If you really care to put a dent in the ol’ evil doing oil company’s revenues, you’ll need more of an effort. And that effort is likely to inconvenience you or otherwise crimp your lifestyle. For example, don’t drive on May 15th but still go to work and run a few errands. It will mean walking, using public transportation, car pooling or riding one of these (highly recommended!) But hey, don’t stop there. Start swapping out those regular incandescent light bulbs for compact fluorescent light (CFL) bulbs. And while you’re at it, join the team and track the dent you’re making in the lower left panel of this blog.

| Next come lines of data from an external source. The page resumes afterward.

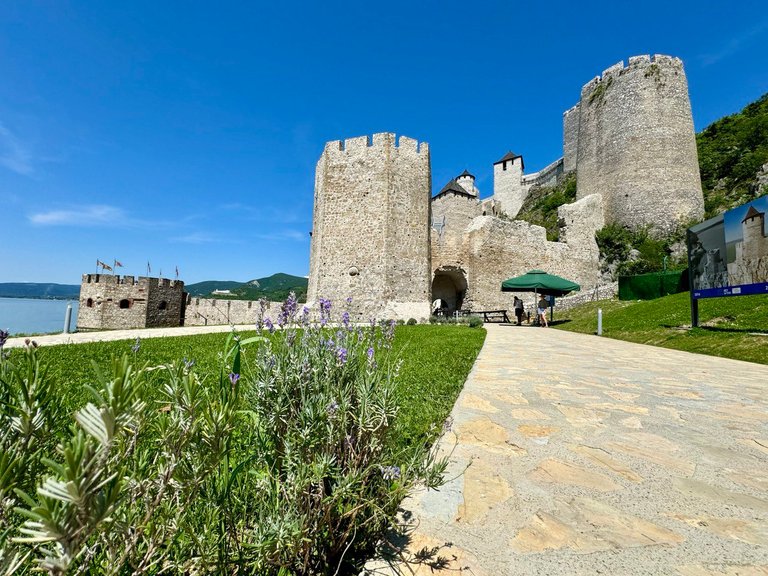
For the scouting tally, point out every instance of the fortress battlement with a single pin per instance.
(128, 280)
(643, 61)
(378, 142)
(572, 110)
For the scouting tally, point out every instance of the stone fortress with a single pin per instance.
(109, 302)
(750, 263)
(380, 238)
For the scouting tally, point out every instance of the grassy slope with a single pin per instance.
(436, 362)
(727, 324)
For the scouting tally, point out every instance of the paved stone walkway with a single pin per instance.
(576, 454)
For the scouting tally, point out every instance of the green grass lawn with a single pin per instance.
(436, 360)
(735, 327)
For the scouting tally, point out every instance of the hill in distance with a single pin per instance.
(274, 288)
(39, 290)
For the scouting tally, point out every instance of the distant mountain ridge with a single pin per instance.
(274, 288)
(39, 290)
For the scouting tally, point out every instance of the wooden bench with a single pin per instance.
(493, 315)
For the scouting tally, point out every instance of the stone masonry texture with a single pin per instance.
(118, 302)
(370, 237)
(636, 145)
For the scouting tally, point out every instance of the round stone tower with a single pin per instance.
(636, 145)
(370, 236)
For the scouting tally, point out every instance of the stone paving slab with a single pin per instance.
(574, 454)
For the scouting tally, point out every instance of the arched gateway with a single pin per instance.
(449, 284)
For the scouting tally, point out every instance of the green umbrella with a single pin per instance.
(540, 282)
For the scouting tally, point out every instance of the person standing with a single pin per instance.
(518, 305)
(542, 311)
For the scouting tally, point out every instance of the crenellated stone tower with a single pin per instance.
(370, 236)
(112, 302)
(508, 189)
(631, 139)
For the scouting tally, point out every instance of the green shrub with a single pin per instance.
(278, 461)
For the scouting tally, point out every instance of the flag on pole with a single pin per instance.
(104, 265)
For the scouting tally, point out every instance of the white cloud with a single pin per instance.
(196, 238)
(734, 45)
(89, 215)
(283, 235)
(13, 154)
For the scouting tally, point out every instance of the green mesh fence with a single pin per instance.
(654, 285)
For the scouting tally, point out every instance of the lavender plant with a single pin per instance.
(281, 463)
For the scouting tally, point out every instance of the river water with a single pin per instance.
(35, 316)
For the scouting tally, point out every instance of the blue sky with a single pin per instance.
(186, 133)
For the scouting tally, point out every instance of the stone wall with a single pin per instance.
(508, 190)
(370, 237)
(213, 311)
(112, 302)
(550, 175)
(636, 144)
(475, 262)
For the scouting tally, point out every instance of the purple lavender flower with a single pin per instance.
(390, 472)
(289, 306)
(325, 311)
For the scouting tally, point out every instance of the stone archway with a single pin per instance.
(449, 284)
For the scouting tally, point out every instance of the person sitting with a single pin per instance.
(541, 309)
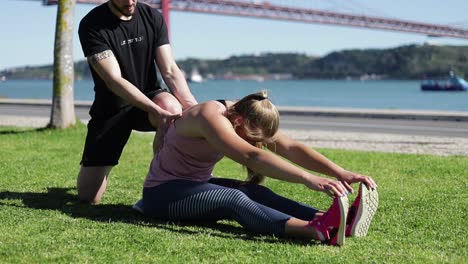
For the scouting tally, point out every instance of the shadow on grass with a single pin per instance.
(23, 131)
(61, 199)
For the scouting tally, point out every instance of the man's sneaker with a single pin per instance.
(331, 225)
(362, 211)
(138, 206)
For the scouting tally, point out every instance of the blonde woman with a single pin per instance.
(180, 186)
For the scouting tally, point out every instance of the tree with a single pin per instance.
(63, 108)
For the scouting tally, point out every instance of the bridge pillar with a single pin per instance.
(165, 7)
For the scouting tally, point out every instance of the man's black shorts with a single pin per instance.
(106, 138)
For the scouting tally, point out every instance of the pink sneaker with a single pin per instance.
(362, 211)
(330, 226)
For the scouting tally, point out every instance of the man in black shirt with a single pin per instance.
(122, 40)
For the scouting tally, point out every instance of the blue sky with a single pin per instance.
(27, 30)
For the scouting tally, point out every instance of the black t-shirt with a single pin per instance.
(133, 43)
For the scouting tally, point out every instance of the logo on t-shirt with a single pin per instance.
(131, 41)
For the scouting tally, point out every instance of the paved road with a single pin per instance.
(305, 122)
(375, 125)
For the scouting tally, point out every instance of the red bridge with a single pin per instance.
(277, 12)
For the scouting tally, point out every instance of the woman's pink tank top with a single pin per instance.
(182, 158)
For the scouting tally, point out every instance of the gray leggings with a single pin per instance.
(253, 206)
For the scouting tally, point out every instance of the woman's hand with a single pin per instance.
(348, 177)
(328, 186)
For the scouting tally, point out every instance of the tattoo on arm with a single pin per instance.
(93, 59)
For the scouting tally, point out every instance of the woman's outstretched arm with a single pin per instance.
(218, 131)
(310, 159)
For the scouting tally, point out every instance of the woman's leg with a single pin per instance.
(265, 196)
(187, 200)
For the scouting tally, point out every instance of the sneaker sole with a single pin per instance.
(366, 211)
(344, 204)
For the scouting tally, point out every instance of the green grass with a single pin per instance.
(421, 218)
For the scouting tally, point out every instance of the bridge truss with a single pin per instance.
(276, 12)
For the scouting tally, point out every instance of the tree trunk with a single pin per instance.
(63, 108)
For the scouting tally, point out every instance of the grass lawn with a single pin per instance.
(421, 218)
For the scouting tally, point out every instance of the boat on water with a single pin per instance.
(453, 84)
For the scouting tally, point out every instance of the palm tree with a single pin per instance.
(63, 108)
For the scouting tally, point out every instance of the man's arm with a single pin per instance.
(107, 67)
(173, 77)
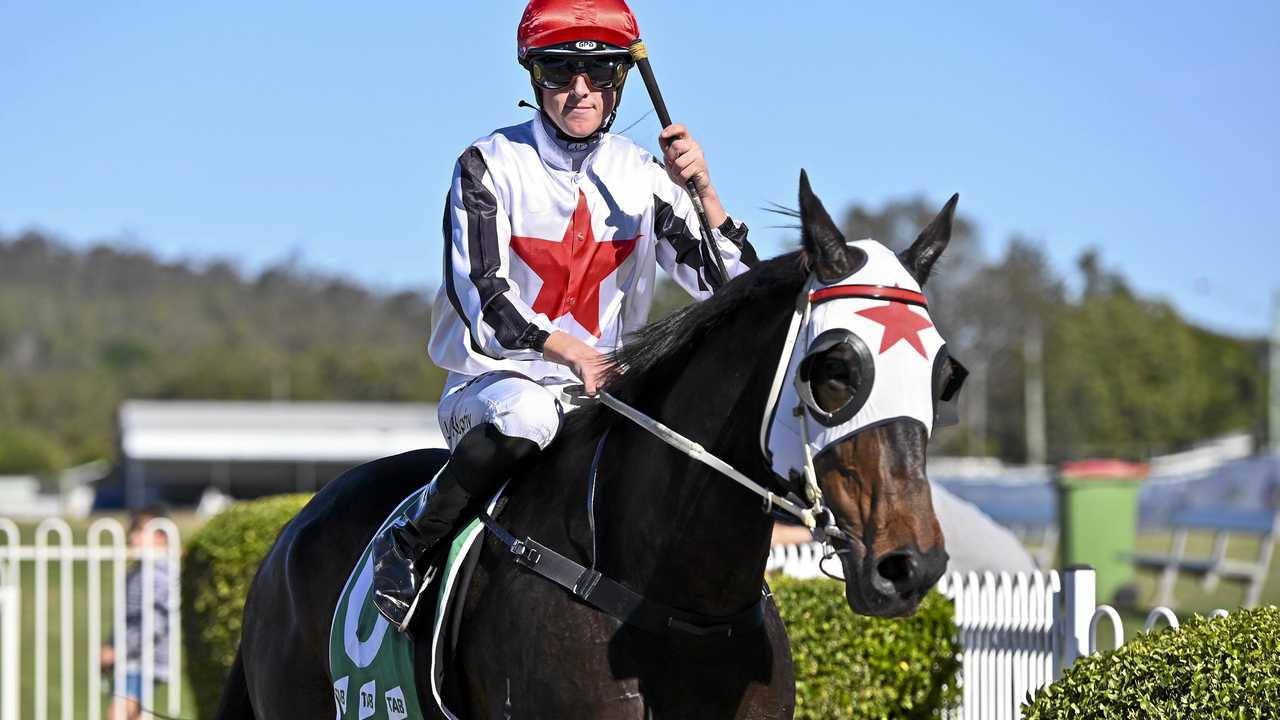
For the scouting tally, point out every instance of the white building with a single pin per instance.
(174, 450)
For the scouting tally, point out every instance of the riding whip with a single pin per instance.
(640, 54)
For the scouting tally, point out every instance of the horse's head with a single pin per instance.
(872, 378)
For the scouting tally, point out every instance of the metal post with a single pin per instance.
(1073, 616)
(1033, 374)
(8, 646)
(1274, 427)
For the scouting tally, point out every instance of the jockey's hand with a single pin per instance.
(684, 159)
(588, 363)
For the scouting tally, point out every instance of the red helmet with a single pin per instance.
(553, 22)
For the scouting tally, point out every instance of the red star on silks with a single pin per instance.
(572, 268)
(900, 323)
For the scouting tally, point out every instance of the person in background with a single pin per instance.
(127, 701)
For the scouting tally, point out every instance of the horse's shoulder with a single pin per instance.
(336, 525)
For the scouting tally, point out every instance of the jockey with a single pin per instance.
(552, 231)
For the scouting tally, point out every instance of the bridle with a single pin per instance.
(807, 504)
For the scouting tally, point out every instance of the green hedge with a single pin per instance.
(1226, 668)
(851, 666)
(216, 572)
(846, 665)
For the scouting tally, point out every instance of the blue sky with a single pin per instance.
(265, 131)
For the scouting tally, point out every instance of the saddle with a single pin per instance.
(370, 664)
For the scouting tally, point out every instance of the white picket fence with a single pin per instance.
(106, 543)
(1016, 632)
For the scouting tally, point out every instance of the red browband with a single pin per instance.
(869, 292)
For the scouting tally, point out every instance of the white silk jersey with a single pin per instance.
(538, 240)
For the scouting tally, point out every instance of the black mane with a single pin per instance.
(653, 346)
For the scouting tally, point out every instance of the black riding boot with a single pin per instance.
(483, 459)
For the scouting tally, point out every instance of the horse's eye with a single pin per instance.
(835, 369)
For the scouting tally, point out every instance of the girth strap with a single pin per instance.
(612, 597)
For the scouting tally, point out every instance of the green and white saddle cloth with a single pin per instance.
(370, 664)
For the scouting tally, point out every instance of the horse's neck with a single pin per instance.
(671, 527)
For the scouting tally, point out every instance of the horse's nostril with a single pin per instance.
(897, 566)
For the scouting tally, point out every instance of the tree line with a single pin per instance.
(1056, 374)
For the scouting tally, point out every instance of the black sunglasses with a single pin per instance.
(554, 72)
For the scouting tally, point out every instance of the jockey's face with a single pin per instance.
(579, 109)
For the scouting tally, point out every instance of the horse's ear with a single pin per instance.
(933, 240)
(822, 240)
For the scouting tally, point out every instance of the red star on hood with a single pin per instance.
(900, 323)
(572, 268)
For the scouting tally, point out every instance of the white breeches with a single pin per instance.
(515, 404)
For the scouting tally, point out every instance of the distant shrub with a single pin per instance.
(851, 666)
(30, 452)
(219, 565)
(1225, 668)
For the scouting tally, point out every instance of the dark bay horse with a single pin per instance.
(664, 525)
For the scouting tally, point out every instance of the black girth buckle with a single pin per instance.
(524, 554)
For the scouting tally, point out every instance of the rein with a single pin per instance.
(609, 596)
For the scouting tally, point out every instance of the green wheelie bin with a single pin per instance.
(1097, 511)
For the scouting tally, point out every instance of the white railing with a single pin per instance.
(105, 543)
(1018, 633)
(801, 561)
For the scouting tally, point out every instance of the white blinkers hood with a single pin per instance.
(880, 311)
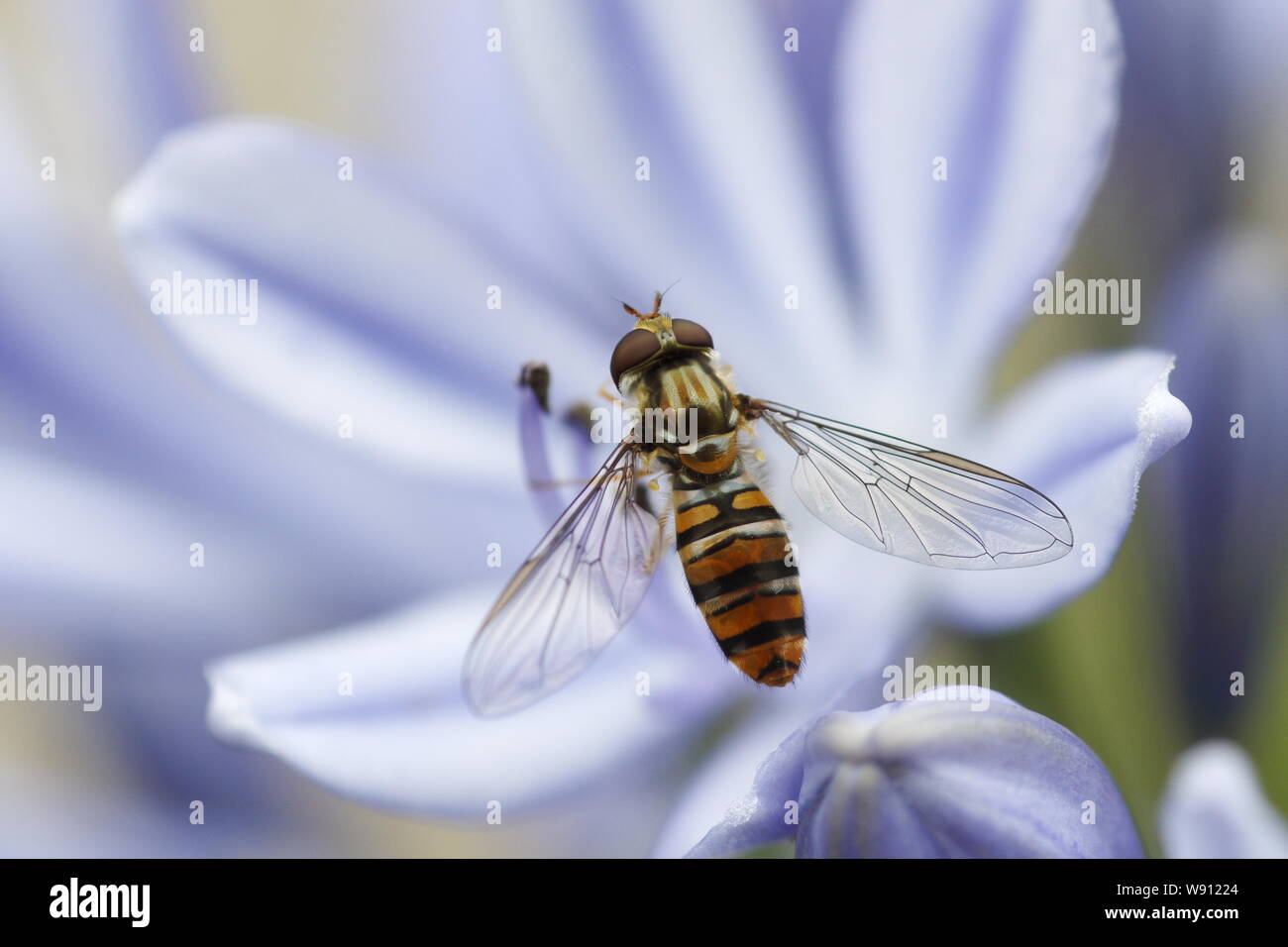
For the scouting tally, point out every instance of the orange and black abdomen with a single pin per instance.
(733, 545)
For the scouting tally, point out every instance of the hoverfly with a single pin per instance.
(590, 571)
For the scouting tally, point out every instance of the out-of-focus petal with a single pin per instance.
(1083, 433)
(1214, 806)
(403, 738)
(1225, 318)
(951, 772)
(370, 302)
(949, 265)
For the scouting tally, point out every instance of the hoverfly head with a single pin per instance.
(656, 335)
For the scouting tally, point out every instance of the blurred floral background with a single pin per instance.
(497, 146)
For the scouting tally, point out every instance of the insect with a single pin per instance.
(590, 571)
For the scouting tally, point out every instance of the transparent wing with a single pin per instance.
(913, 501)
(571, 595)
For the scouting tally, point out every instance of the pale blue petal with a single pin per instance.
(1214, 806)
(1005, 91)
(1083, 433)
(967, 774)
(404, 738)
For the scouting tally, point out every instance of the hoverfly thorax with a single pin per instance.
(590, 571)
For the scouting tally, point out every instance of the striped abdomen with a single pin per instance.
(733, 545)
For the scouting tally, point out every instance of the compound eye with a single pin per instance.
(692, 334)
(635, 347)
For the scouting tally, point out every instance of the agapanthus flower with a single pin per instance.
(772, 175)
(1215, 806)
(951, 772)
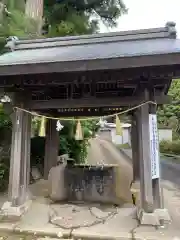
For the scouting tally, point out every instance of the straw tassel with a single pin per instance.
(118, 126)
(79, 134)
(42, 131)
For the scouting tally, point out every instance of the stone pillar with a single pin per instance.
(51, 147)
(156, 183)
(19, 163)
(135, 147)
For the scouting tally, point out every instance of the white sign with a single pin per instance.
(154, 146)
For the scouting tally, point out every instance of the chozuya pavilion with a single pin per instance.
(121, 69)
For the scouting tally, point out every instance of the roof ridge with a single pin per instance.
(169, 31)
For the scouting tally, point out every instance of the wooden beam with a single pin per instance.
(92, 102)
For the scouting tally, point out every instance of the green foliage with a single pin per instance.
(107, 11)
(169, 115)
(170, 147)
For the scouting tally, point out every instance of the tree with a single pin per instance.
(71, 17)
(169, 115)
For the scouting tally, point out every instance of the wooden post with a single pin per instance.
(25, 160)
(16, 155)
(51, 147)
(145, 159)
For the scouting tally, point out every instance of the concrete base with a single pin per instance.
(163, 216)
(157, 218)
(11, 213)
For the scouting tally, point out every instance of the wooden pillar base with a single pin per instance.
(159, 217)
(11, 213)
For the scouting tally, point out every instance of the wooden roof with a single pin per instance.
(116, 50)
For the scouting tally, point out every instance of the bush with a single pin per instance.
(171, 147)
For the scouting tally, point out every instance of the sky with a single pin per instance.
(144, 14)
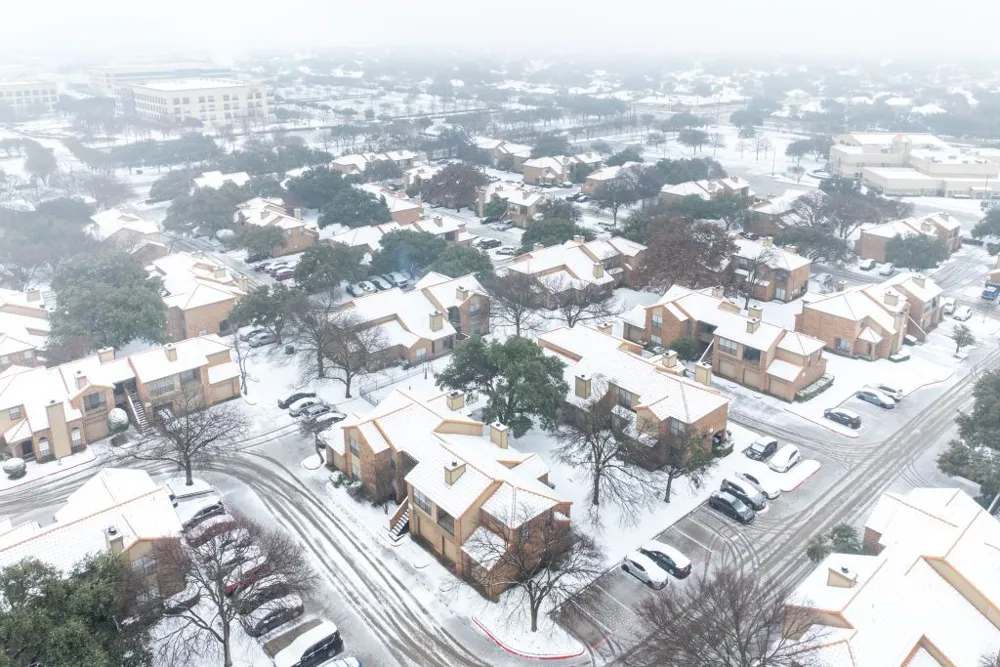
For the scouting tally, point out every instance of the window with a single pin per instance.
(446, 521)
(94, 402)
(728, 346)
(161, 386)
(421, 501)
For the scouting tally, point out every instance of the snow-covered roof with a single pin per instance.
(215, 179)
(934, 584)
(600, 356)
(105, 224)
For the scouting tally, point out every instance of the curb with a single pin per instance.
(520, 654)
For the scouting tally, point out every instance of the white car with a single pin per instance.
(645, 570)
(785, 459)
(761, 483)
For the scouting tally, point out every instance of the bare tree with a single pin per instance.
(545, 564)
(594, 439)
(729, 619)
(516, 298)
(230, 572)
(192, 434)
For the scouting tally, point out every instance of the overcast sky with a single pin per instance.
(226, 28)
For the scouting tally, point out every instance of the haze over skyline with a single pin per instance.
(226, 28)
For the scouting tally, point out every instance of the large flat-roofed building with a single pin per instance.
(108, 78)
(28, 96)
(212, 101)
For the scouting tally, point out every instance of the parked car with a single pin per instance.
(876, 398)
(765, 486)
(842, 416)
(731, 506)
(761, 449)
(285, 402)
(645, 570)
(745, 491)
(785, 459)
(296, 408)
(272, 614)
(260, 340)
(962, 313)
(667, 557)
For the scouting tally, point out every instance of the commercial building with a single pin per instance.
(49, 413)
(29, 97)
(742, 348)
(465, 493)
(214, 102)
(925, 593)
(941, 226)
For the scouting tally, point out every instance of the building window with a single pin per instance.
(446, 521)
(421, 501)
(94, 402)
(161, 386)
(728, 346)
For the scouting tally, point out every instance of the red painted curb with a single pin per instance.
(519, 654)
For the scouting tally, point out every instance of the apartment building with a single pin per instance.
(578, 263)
(49, 413)
(733, 187)
(108, 79)
(913, 164)
(214, 102)
(925, 593)
(941, 226)
(264, 212)
(29, 97)
(651, 395)
(24, 328)
(460, 483)
(427, 321)
(776, 273)
(199, 293)
(122, 230)
(871, 321)
(742, 348)
(117, 511)
(522, 203)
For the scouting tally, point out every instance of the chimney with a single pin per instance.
(453, 471)
(703, 373)
(456, 400)
(114, 539)
(498, 435)
(841, 577)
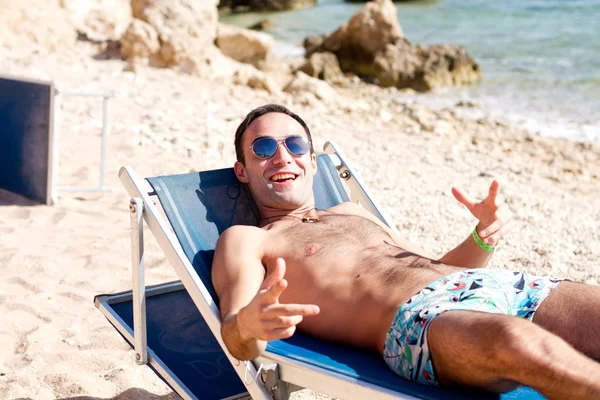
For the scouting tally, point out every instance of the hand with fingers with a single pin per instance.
(265, 318)
(493, 213)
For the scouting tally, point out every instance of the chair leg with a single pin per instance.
(136, 206)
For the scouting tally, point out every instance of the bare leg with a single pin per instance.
(498, 353)
(572, 311)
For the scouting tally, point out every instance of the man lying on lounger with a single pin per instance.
(341, 275)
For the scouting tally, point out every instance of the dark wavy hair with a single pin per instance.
(259, 112)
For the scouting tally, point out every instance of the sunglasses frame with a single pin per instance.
(277, 147)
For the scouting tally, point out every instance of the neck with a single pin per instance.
(268, 215)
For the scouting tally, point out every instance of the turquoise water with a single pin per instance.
(540, 58)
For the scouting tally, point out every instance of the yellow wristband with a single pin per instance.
(480, 242)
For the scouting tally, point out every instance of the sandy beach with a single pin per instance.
(55, 259)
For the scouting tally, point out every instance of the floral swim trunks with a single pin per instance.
(494, 291)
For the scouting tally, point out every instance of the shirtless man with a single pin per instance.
(341, 275)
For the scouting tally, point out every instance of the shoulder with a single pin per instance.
(238, 234)
(348, 207)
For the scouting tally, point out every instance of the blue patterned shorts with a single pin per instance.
(485, 290)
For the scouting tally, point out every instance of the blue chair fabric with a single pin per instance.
(200, 206)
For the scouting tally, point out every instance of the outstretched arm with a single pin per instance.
(494, 217)
(250, 308)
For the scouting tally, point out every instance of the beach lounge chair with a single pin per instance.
(174, 328)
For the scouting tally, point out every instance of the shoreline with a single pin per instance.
(55, 259)
(479, 102)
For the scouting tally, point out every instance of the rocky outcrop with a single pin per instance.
(244, 45)
(186, 31)
(249, 76)
(266, 5)
(323, 66)
(140, 44)
(302, 83)
(373, 46)
(99, 20)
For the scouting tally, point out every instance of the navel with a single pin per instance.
(311, 249)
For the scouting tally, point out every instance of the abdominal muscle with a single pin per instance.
(358, 287)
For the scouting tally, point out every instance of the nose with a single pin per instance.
(282, 156)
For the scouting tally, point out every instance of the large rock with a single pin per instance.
(267, 5)
(140, 42)
(99, 20)
(302, 83)
(372, 45)
(323, 66)
(186, 30)
(244, 45)
(250, 76)
(368, 32)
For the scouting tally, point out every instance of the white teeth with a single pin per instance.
(279, 177)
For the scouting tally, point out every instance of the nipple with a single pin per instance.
(311, 249)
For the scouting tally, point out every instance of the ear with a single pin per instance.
(240, 172)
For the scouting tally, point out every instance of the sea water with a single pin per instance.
(540, 58)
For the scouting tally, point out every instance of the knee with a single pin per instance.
(519, 341)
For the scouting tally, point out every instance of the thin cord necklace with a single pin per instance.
(304, 218)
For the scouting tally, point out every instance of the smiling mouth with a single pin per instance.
(283, 178)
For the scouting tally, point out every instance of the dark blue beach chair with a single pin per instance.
(175, 327)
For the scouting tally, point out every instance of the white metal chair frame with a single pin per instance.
(278, 375)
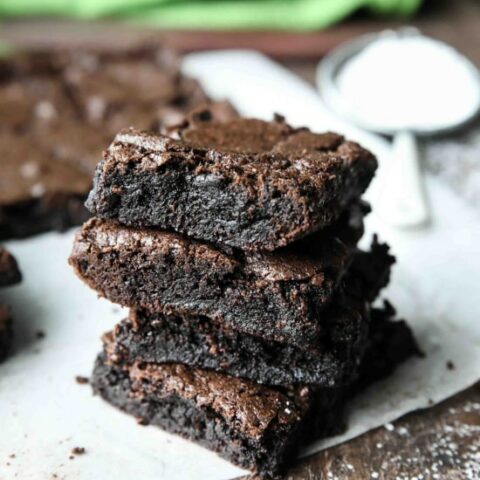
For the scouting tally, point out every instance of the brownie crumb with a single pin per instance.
(82, 380)
(78, 451)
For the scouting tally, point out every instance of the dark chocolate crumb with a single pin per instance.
(78, 451)
(82, 380)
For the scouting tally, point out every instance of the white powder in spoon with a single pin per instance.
(409, 83)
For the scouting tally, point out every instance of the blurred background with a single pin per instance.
(297, 33)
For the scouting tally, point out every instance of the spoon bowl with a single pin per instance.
(403, 200)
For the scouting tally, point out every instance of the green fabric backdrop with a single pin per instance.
(211, 14)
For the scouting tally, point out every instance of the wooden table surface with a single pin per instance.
(441, 442)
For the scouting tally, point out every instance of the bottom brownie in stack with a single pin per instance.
(9, 275)
(254, 402)
(255, 426)
(200, 342)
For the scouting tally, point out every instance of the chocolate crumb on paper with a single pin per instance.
(82, 380)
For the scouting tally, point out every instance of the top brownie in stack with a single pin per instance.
(246, 184)
(58, 110)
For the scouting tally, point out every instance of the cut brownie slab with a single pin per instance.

I fill up my truck about once every two weeks. So I might accidentally participate in this protest if I happen to not gas up the truck on May 15th. But if I don’t participate, know that I protested for the 7 days before and will likely protest for the 7 days after May 15th. The rest of you slackers will have protested on one day whereas I will have protested on 14 days! Ha! Me feel green.

[Edit History]

2007.05.02

Added some thoughts on how to make a difference that really is a difference.

2007.05.17

Here are some numbers via George Will:

While oil companies make about 13 cents on a gallon of gasoline, the federal government makes 18.4 cents (the federal tax) and California’s various governments make 40.2 cents (the nation’s third-highest gasoline tax). [Speaker Nancy] Pelosi’s San Francisco collects a local sales tax of 8.5 percent — higher than the state’s average for local sales taxes.

There you have it. The biggest gouger at the pump? Government.